As I mentioned before, I'm helping to organize the International Conference on Appropriate Technology in Nairobi this year. As it gets closer, I'll be sharing a series of short posts about projects and information that's inspiring to me and my notions of appropriate technology. This is the first in that series.
The way that we use and dispose our electronics is unsustainable and needs serious revision. I enjoy my new phone or computer every other year (or every year) just as much as the next techie, but the impacts (environmental and social) of this rapid replacement cycle have been weighing on me for a long while.
I was certainly not alone in feeling this way. Phonebloks, an "independent organisation with the purpose of encouraging the development and production of products that produce less electronic waste," organized an incredibly successful Thunderclap campaign last October to raise awareness about the issue and the idea. 979,255 people agreed to allow the project broadcast from their social media accounts in late October 2013.
Phonebloks's most compelling partner to date has been Google's (formerly Motorola's) Ara Project for a modular phone.
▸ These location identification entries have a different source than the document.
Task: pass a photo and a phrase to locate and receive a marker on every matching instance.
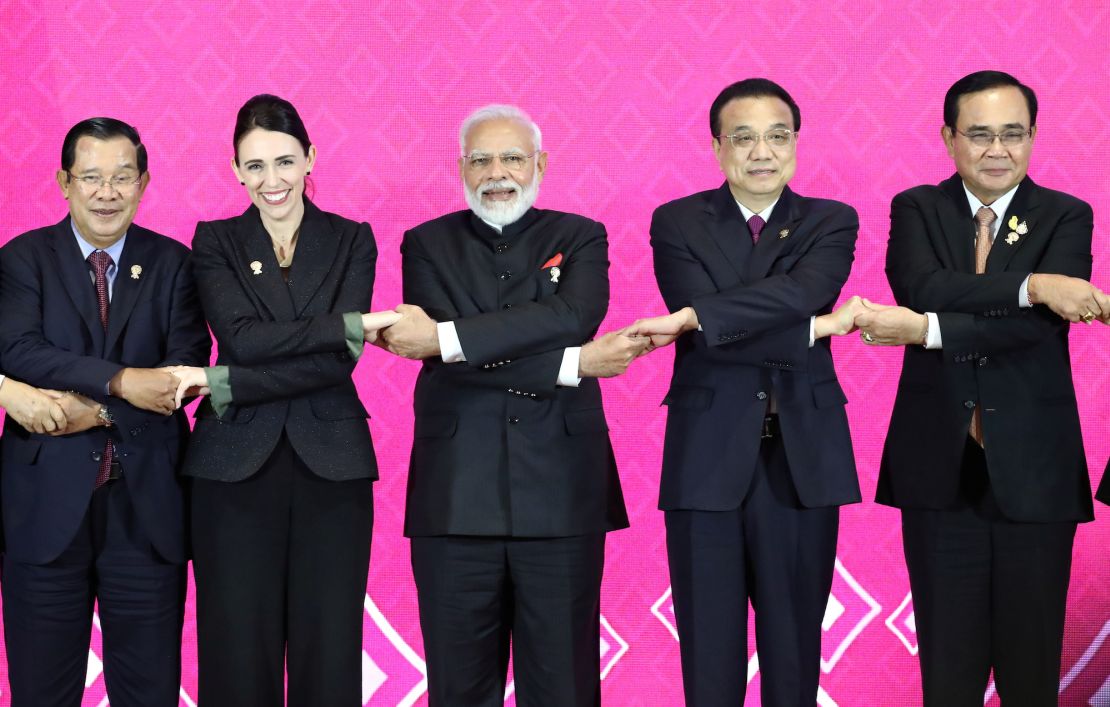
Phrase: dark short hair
(273, 113)
(750, 88)
(101, 129)
(984, 81)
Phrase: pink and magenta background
(621, 91)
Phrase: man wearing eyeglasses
(984, 454)
(94, 305)
(512, 483)
(757, 456)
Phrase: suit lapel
(1023, 208)
(254, 246)
(784, 218)
(957, 224)
(315, 252)
(125, 289)
(727, 230)
(76, 279)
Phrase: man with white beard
(512, 483)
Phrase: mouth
(275, 198)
The Ara project intends to create a phone whose components can be easily swapped. They have tossed around $50 as the price for a base model of this phone.
Critics have noted the technical infeasibility of creating a modular phone that people will actually want with today's technology (though Google disagrees), but it's the experimentation with the ideas that excites me. With the increasing ubiquity of mobile tech, it's refreshing to see design innovations that potentially lower our environmental impact.